«Qu'est-ce que vous voulez... Les visiteurs veulent longer la falaise au plus près du vide. Une barrière, aussi haute et efficace soit-elle, n'est pas une solution.» Le Creux-du-Van c'est environ quatre kilomètres de rochers suspendus dans le massif du Jura et d'une beauté à couper le souffle.
Chaque année, de mai à septembre, plus de 100 000 touristes venus du monde entier se risquent à longer, quasi en équilibre, ce célèbre cirque caillouteux histoire de s'offrir un grand bain de nature. Et un shot d'adrénaline. Forcément: les randonneurs déambulent jusqu'à 160 mètres de la terre ferme. Vertige et sensations fortes assurés.
Entre récits sportifs et souvenirs bucoliques se faufilent régulièrement des accidents mortels... et des suicides. Ce week-end, une maman de 37 ans s'y serait jetée dans le vide, en entraînant ses deux jeunes garçons avec elle.
Une tragédie qui rappelle évidemment celle du mois d'août 2015, quand un Français s'était jeté de la falaise, en emportant également ses deux enfants âgés de deux et trois ans dans sa chute. «La dernière tragédie médiatisée date de 2015. Pourtant, les gens du coin estiment entre 5 et 10 les individus qui décident de s'ôter la vie au sommet du Creux-du-Van chaque année. Mais comme ce sont des personnes seules, sans enfants, il y a moins d'émotion et personne n'en parle», déclare Johny Favre, syndic de Provence (VD), l'une des communes abritant le site du Creux-du-Van.
Dans la voix du syndic de la commune vaudoise de Provence, il y a autant de tristesse que de résignation. «A chaque drame médiatisé, on nous demande s'il ne faudrait pas sécuriser le site. A chaque fois, je dois avouer que c'est totalement irréaliste d'imaginer construire une barrière le long du cirque rocheux. C'est trop grand, trop long», nous confie-t-il au bout du fil.
Des solutions, il y en aurait pourtant, si on écoute attentivement Léonore Dupanloup, responsable communication et prévention média de l'association Stop Suicide. Si elle avoue, elle aussi, qu'une barrière ou un filet, sur un site naturel, ce n'est pas la meilleure idée, elle évoque de la «prévention situationnelle, comme des bornes d’appel, un système d’éclairage, des patrouilleurs, voire même la surveillance par caméra».
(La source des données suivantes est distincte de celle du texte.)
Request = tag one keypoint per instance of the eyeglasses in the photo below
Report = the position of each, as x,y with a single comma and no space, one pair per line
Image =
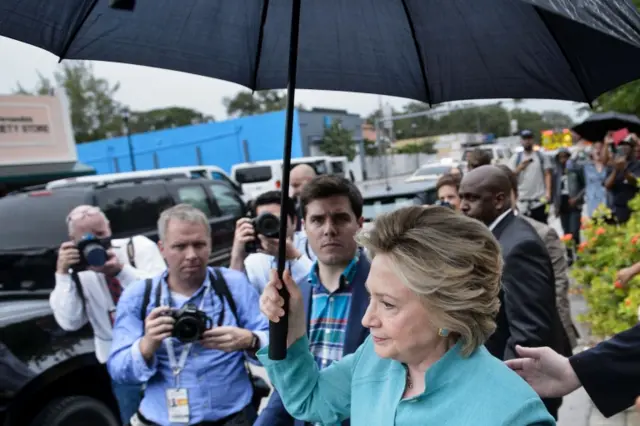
89,211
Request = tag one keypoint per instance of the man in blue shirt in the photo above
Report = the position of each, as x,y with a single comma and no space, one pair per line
203,382
334,292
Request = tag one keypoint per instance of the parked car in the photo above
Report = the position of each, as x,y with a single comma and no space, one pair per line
381,201
432,171
49,376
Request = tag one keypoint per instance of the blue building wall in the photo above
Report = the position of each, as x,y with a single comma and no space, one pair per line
220,145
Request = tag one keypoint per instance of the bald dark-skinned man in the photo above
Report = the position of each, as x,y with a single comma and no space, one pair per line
528,298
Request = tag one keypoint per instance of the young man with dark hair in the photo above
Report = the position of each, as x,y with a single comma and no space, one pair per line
334,292
258,265
447,188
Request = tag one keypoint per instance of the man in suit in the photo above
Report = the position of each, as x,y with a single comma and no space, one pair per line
609,372
334,292
528,300
557,253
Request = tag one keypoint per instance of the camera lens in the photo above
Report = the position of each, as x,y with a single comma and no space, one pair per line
187,330
268,225
94,254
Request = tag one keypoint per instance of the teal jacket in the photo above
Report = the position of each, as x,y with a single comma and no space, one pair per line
478,390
De son côté, sans botter en touche, le syndic tente une forme de pragmatisme. «C'est triste, mais je pense que si le Creux-du-Van n'existait pas, les gens qui décident d'en finir avec la vie iraient ailleurs.»
La responsable de la communication à Stop Suicide admet aussi de son côté que «c’est plus compliqué d’agir dans la nature qu’au centre-ville, mais que la résignation n'est jamais une solution. Sur un pont, par exemple, plus une barrière est difficile à franchir, plus il y existe un espoir pour que quelqu’un intervienne.»
Rappelons enfin que l'enquête est toujours en cours et qu'aucun autre élément, pour l'heure, ne sera donné sur cette affaire par les autorités neuchâteloises.